A year and a half ago I met Fritzie and became aware of the work of GHH. Having moved to Miami from England with my three sons I was looking for some volunteer work where I could use my gardening skills. When Fritzie mentioned she wanted a garden for the GHH foster home I jumped at the chance. Over the past year and a half I have had the privilege of working with GHH and their children, building a vegetable garden for them to grow organic fruit and vegetables and to spend time with nature.
The therapeutic value of gardening and nature has been shown to be significant. I have certainly seen the children benefit emotionally from the neutral safe space of the garden as they peacefully water and weed. To witness the look of joy as they pick ripe strawberries, pull up carrots and eat beans straight from the plant is priceless. In addition to the mental health benefits of gardening the children gain physical and nutritional benefits too that come from being active outdoors and eating fresh organic produce.
Another aspect of gardening in terms of helping the vulnerable is the learning opportunities – gardening is a gentle teacher. One such lesson was about resilience in the aftermath of Irma. We were fortunate that much of our garden survived but our fruit trees took a hit, losing a much loved and super productive papaya and our sea almond was also blown down. However, we were able to rescue the sea almond, prop it back up with supports and stakes and help it slowly recover with months of watering and TLC. In fact it looks much healthier now than it ever has, a shining verdant example of resilience. Much like the children’s experiences of trauma and abuse, events such as hurricanes are completely out of ones control and, just like the post-Irma trees, these children need support and extra love and care so that they have the resilience to weather the storm that life has thrown at them at such a young age.
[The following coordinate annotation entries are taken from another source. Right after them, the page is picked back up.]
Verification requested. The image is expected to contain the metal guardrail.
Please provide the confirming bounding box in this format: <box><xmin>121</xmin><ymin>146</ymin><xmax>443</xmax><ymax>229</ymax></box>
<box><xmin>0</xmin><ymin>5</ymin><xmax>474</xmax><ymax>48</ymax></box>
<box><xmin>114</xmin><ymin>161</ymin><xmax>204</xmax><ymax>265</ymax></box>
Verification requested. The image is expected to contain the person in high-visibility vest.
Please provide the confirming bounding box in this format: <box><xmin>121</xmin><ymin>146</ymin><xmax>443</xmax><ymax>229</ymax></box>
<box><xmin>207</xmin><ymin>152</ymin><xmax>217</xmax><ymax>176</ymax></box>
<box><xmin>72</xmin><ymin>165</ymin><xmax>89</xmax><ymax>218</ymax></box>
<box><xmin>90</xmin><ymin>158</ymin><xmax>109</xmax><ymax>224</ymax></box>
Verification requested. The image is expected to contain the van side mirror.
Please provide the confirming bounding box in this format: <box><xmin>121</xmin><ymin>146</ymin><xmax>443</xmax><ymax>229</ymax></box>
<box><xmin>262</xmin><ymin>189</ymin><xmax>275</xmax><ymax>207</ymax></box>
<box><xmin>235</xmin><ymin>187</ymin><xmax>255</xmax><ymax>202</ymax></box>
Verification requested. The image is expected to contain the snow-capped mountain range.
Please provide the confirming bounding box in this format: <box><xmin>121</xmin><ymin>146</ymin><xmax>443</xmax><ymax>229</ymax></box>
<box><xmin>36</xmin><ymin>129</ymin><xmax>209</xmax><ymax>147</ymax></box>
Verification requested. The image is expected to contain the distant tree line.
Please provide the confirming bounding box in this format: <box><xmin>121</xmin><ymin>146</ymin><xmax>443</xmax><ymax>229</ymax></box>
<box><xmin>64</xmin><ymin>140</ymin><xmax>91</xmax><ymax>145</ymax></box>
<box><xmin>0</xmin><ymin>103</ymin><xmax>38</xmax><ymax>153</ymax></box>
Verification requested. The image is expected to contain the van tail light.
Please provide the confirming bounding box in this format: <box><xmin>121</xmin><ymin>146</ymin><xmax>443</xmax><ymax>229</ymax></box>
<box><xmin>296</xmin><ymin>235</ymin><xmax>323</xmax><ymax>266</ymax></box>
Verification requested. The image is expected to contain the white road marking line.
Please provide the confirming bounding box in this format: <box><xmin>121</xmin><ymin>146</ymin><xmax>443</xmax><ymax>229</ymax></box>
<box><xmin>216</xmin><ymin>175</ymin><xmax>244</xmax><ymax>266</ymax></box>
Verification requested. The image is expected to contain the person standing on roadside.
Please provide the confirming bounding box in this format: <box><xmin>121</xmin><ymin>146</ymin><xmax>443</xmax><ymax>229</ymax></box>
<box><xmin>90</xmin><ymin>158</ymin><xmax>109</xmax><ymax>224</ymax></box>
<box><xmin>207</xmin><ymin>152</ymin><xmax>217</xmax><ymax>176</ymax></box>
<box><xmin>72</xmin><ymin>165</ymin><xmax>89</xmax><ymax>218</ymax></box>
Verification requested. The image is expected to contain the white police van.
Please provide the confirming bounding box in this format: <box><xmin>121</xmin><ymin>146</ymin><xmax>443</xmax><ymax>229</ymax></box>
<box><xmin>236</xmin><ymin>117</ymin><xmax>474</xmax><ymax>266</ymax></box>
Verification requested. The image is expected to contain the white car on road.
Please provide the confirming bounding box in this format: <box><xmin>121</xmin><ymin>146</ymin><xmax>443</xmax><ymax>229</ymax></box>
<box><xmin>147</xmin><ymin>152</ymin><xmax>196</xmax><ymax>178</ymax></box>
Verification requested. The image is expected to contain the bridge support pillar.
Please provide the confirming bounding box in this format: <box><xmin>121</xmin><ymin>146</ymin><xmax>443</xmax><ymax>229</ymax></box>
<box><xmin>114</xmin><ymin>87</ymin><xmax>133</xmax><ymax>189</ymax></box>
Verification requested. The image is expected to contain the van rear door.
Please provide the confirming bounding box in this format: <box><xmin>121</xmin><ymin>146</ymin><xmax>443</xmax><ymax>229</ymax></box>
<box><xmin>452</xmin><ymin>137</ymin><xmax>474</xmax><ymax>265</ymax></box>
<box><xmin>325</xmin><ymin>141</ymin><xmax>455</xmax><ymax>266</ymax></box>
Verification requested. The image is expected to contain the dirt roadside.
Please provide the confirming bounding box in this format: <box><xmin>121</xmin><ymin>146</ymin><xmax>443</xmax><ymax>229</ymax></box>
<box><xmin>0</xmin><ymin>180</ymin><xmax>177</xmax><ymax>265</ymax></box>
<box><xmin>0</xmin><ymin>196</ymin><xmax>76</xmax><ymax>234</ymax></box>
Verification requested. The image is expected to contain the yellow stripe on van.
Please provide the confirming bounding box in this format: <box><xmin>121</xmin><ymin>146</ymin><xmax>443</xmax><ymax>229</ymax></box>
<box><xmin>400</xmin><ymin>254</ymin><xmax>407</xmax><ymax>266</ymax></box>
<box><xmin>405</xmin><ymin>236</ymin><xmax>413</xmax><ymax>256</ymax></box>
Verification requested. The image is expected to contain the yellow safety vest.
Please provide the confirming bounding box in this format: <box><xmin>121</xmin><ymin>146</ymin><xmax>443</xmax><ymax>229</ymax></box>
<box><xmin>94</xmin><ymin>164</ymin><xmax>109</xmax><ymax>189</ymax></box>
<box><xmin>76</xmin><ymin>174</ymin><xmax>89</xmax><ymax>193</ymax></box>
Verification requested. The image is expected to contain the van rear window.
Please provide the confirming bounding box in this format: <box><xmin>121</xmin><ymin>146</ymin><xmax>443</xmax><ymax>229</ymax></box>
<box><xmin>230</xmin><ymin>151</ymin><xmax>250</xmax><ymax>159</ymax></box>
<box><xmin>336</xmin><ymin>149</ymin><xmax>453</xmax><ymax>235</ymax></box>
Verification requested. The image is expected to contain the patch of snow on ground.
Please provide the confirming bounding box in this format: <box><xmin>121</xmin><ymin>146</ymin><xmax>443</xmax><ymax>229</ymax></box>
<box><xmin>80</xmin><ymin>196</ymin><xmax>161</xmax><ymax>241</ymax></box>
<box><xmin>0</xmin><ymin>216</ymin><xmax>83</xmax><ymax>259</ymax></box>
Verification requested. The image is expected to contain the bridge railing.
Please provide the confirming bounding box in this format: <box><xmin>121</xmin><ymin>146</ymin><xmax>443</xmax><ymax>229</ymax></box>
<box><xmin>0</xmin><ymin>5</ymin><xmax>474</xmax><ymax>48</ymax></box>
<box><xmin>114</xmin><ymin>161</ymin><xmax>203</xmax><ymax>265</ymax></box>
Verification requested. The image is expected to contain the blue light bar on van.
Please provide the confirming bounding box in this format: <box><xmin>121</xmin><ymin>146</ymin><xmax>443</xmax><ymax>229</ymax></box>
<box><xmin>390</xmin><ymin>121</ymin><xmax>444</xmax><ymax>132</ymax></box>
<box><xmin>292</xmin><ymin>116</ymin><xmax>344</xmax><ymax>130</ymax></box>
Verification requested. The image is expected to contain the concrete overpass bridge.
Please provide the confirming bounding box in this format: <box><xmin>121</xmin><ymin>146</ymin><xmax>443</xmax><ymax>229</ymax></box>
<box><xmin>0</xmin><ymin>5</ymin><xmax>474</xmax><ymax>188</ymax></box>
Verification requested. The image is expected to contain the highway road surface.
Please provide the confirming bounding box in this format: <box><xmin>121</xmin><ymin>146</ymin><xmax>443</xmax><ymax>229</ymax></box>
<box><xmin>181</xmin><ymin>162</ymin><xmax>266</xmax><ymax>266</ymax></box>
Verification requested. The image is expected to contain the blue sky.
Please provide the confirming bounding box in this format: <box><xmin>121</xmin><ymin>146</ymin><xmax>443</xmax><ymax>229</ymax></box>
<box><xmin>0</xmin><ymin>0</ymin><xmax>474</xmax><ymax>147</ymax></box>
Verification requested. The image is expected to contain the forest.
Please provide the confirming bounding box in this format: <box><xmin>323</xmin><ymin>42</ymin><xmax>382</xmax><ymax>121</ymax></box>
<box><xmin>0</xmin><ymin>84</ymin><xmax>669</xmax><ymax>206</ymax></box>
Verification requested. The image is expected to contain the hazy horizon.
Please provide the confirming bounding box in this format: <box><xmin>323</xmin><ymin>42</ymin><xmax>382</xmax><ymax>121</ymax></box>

My knowledge of the American foster system is limited as much of my work has been with the children directly and in the garden. I am aware of but not familiar with the huge amount of work that gets done behind the scenes. However, what I have seen at GHH in particular is the hugely positive impact of the children being housed together with their siblings and peers. At GHH there is such a strong sense of a loving community that I have seen doesn’t exist when children are placed alone with single foster families. The prospect of group homes such as GHH no longer being supported by the system and siblings and peers being torn apart by bureaucracy is truly heartbreaking and frustrating. There is an African proverb that states: “It takes a village to raise a child”. GHH and the group home model create the village these vulnerable children so desperately need. Unless we advocate for those that don’t have a voice, those in power currently will continue to put profit before people. It has been the greatest privilege to work with GHH and it is with a heavy heart that I say goodbye to them as I return to live back in England. I hope that GHH may continue its wonderful work unimpeded by government austerity and the children, much like the garden, continue to grow and thrive.